SAS CAISSE IMMOBILIERE DE GERANCE agissant en sa qualité de syndic de copropriété du [Adresse 2]

Immatriculée au R.C.S. de Paris sous le n° 552.010.258

Prise en la personne de ses représentants légaux, domiciliés de droit :

[Adresse 1]

[Localité 3]

S.A.S. SOCIÉTÉ CAISSE IMMOBILIÈRE DE GÉRANCE

Immatriculée au R.C.S. de Paris sous le n° 552.010.258

Prise en la personne de ses représentants légaux domiciliés audit siège

[Adresse 1]

[Localité 3]

Représentée par Me Vincent RIBAUT de la SCP GRV ASSOCIES, avocat au barreau de Paris, toque : L0010

COMPOSITION DE LA COUR :

La Cour composée de :

Gilles Balay, président de chambre

Douglas Berthe, conseiller

Marie Girousse, conseillère

a, en vertu de l’article 462 alinéa 3, statué sans audience, après avoir invité les parties à faire valoir leurs observations sur cette requête.

ARRÊT :

– contradictoire

– par mise à disposition de l’arrêt au greffe de la Cour, les parties en ayant été préalablement avisées dans les conditions prévues au deuxième alinéa de l’article 450 du code de procédure civile.

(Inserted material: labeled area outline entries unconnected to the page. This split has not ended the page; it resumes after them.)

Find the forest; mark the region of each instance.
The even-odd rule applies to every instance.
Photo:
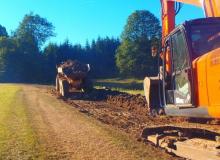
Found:
[[[160,47],[159,20],[149,11],[132,13],[119,37],[97,37],[85,45],[69,40],[50,43],[55,26],[35,13],[28,13],[10,34],[0,25],[0,82],[54,83],[56,66],[79,60],[91,66],[94,79],[157,74],[157,58],[151,47]]]

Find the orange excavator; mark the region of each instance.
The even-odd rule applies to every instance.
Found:
[[[179,2],[202,7],[206,18],[175,27]],[[220,0],[161,0],[161,4],[161,72],[144,81],[151,112],[220,118]]]
[[[183,3],[201,7],[205,18],[176,26]],[[159,74],[144,80],[151,114],[220,119],[220,0],[161,0],[161,6]],[[147,127],[142,137],[181,157],[220,160],[220,132],[207,128]]]

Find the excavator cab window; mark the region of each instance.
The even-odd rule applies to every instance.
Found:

– signé par Mme Marie Girousse, conseillère, pour le président empêché, et par Mme Sandrine Stassi-Buscqua, greffière, présente lors de la mise à disposition.

FAITS ET PROCÉDURE:

Le 2 juin 2023, Maître E. ALLERIT, au soutien des intérêts de Madame [Y] [E], a saisi la cour d’une requête en rectification d’erreurs matérielles figurant dans l’arrêt rendu par la présente cour dans l’instance enrôlée sous le numéro 20-11459, opposant cette dernière à Madame [L] [F], Madame [V] [B] née [F] et Monsieur [N] [F], appelants et à la Sté CAISSE IMMOBILIERE DE GERANCE en qualité de syndic de la copropriété du [Adresse 2] à [Localité 4] ainsi qu’à titre personnel, intimée, d’une part en ce qu’en contradiction avec les motifs, le dispositif de cet arrêt la condamne aux dépens, d’autre part en ce qu’il comporte par erreur la date du 15 février 2023.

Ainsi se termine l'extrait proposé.